This paper introduced weighted ensemble learning using an L-BFGS-B optimization strategy for hyperspectral beverage stain categorization using AE-CA networks. Three AE-CA models with latent feature dimensions of 32, 64, and 128 were employed to capture complementary spectral–spatial representations. The proposed ensemble achieved an accuracy of 98.28%, outperforming the standalone AE-CA models and exhibiting strong robustness across all nine beverage-stain categories. Class-wise evaluation confirmed reliable discriminative performance, with minor confusion only among whisky, rum, and brandy, which are spectrally similar stains. Future work will focus on enhancing the practical applicability of the proposed framework. Firstly, integrating 3D hyperspectral modeling can more accurately represent the volumetric diffusion of beverage constituents within porous substrates. Secondly, this investigation will be extended to encompass more realistic forensic materials, including textiles, coated papers, and polymer surfaces, to improve cross-surface robustness. Furthermore, uncertainty-aware inference techniques, such as Bayesian or evidential learning, will be analyzed to support confident forensic conclusions. Finally, the development of lightweight and edge-deployable hyperspectral systems will enable rapid and practical on-site forensic inspections.

Author Contributions

Conceptualization, J.S. and M.V.M.; methodology, J.S.; software, J.S.; validation, J.S., M.A.D. and P.P.R.; formal analysis, J.S.; investigation, J.S.; resources, M.V.M. and M.A.D.; data curation, J.S.; writing—original draft preparation, J.S.; writing—review and editing, M.V.M., M.A.D. and P.P.R.; visualization, J.S.; supervision, M.V.M.; project administration, M.V.M. All authors have read and agreed to the published version of the manuscript.

Funding

This research was funded by SRM University-AP, Amaravati 522240, Andhra Pradesh, India.
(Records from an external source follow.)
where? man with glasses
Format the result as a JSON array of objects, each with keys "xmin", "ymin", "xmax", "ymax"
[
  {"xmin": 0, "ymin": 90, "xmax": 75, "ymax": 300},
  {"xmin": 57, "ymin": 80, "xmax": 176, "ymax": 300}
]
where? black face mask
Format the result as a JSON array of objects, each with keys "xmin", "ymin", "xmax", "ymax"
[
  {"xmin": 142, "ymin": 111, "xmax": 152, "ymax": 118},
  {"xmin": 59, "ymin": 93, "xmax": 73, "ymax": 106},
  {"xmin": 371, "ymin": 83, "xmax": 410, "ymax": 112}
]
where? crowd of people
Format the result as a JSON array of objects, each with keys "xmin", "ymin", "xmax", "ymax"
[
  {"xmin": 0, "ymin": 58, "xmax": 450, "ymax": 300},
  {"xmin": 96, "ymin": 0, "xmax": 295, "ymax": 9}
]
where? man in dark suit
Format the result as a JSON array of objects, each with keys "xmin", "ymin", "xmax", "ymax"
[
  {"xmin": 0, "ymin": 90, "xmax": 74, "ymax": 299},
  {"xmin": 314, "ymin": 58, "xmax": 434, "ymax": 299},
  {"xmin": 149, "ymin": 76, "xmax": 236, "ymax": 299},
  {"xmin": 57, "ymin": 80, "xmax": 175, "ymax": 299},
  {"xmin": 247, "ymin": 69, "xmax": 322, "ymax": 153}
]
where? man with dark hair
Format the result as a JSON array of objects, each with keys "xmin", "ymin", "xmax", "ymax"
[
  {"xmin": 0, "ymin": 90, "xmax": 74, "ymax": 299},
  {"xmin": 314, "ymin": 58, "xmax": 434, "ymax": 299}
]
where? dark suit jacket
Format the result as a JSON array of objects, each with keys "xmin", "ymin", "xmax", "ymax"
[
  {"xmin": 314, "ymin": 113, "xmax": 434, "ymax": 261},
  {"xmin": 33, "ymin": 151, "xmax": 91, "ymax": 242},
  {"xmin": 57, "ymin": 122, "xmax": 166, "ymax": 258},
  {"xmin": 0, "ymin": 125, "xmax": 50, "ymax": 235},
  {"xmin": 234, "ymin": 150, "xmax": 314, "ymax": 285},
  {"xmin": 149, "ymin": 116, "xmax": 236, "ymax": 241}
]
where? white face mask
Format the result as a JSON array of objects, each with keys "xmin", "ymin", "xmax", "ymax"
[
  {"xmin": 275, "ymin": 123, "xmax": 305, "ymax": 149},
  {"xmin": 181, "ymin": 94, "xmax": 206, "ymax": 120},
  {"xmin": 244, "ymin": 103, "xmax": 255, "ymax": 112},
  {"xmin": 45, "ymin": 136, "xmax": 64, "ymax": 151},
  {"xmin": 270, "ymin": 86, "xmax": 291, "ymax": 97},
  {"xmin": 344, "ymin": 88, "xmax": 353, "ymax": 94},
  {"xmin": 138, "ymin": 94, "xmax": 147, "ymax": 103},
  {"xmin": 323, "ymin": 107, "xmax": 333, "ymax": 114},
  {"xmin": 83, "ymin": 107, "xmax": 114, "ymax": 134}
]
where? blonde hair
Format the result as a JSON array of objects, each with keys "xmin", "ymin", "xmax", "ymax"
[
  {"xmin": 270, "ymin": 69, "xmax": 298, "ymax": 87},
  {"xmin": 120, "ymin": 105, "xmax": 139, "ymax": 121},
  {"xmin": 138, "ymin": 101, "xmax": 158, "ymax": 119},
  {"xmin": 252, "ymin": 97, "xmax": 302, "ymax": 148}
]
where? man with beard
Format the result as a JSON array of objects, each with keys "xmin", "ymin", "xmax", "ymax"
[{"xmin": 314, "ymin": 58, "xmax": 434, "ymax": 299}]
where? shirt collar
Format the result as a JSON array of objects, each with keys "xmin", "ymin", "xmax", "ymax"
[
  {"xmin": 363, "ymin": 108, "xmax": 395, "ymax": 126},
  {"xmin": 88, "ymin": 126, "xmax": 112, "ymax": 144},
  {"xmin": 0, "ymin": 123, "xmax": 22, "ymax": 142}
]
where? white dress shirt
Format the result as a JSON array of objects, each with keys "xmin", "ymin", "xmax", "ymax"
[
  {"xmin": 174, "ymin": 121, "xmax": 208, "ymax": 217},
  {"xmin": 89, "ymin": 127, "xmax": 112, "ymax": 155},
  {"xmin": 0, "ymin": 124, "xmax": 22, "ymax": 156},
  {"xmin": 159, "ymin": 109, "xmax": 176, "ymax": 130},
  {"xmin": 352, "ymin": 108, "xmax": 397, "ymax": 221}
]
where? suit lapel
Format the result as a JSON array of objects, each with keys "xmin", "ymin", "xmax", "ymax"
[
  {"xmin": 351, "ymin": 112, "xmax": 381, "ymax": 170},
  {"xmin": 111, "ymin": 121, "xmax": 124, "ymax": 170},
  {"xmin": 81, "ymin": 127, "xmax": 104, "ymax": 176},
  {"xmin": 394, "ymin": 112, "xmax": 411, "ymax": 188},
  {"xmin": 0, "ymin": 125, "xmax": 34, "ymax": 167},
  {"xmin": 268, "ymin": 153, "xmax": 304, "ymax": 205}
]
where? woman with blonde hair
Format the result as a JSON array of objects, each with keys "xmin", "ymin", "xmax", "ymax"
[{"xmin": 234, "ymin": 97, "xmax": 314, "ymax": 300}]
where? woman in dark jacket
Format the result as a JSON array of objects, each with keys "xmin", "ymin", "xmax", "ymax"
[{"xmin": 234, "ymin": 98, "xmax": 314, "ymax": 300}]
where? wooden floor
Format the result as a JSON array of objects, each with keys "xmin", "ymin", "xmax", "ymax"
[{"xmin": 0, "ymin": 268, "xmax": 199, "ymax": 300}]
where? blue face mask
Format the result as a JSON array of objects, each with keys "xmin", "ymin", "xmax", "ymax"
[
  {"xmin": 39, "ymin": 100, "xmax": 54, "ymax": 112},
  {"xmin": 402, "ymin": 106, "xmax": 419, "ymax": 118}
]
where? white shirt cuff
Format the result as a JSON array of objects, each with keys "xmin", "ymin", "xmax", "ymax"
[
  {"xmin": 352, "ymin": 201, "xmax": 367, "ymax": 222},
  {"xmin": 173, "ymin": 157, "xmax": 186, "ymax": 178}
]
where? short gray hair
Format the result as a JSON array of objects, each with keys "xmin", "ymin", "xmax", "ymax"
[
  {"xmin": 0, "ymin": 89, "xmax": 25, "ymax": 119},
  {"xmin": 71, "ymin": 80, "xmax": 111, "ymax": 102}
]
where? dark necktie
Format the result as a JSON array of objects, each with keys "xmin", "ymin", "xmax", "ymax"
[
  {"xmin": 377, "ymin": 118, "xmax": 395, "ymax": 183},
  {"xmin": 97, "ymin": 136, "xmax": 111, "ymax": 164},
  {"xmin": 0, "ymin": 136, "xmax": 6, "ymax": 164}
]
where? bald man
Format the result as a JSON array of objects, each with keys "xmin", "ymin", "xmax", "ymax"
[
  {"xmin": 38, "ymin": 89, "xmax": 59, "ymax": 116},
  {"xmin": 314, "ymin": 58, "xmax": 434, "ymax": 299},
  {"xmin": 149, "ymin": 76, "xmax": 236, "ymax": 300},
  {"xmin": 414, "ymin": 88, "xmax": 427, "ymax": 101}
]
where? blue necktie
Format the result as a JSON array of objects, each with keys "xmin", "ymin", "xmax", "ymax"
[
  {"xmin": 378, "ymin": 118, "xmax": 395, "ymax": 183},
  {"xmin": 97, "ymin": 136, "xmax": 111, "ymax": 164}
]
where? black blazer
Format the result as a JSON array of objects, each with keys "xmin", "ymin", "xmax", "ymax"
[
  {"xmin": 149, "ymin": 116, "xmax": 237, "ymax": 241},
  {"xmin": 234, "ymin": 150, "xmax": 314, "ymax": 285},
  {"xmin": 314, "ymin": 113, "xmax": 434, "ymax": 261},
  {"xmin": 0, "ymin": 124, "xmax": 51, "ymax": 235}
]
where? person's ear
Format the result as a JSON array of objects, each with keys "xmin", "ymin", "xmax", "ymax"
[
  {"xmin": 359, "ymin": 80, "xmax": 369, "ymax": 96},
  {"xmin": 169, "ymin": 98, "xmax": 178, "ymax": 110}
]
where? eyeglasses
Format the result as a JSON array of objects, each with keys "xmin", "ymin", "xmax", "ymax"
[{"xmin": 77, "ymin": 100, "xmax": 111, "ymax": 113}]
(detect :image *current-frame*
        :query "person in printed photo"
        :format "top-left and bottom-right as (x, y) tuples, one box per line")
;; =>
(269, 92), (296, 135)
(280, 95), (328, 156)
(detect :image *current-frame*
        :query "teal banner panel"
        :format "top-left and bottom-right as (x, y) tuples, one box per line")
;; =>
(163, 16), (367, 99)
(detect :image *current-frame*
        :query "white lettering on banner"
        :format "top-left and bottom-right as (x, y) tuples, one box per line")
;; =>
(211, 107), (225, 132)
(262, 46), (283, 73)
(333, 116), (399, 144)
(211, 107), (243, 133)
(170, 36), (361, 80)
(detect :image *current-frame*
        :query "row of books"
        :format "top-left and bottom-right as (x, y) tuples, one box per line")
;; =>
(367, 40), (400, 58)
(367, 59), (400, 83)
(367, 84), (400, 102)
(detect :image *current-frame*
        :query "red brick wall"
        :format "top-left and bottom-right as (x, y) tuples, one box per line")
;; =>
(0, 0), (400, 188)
Institutional Review Board Statement

Not applicable.

Informed Consent Statement

Not applicable.

Data Availability Statement

Data will be made available on request.

Conflicts of Interest

The authors declare no conflicts of interest. The funders had no role in the design of the study; in the collection, analyses, or interpretation of data; in the writing of the manuscript; or in the decision to publish the results.

Appendix A

The temporal evolution of beverage stains is analyzed using the overlaid spectral signatures of all nine beverages captured for six drying intervals (0 min, 1 h, 2 h, 3 h, 4 h, and 5 h) on various tissue substrates and configurations. Specifically, Figure A1 and Figure A2 show the spectral variation for pink tissue in folded and flat conditions, respectively, while Figure A3 and Figure A4 correspond to brown tissue in the folded and flat configurations. Finally, Figure A5 shows the spectral responses for white tissue in folded surface conditions.

Furthermore, the illumination characteristics of the hyperspectral imaging setup have been provided. The imaging system utilizes a broadband halogen light source. The light source has a continuous spectral emission profile in the visible to near-infrared range of 400–1000 nm, matching the spectral sensitivity of the Specim IQ camera. Although the exact model of the light source is unknown, its spectral emission profile follows the general profile of tungsten halogen light sources. Figure A6 of this paper contains a typical emission spectrum of the broadband halogen light source. The spectrum has a smooth profile over the entire range of operation.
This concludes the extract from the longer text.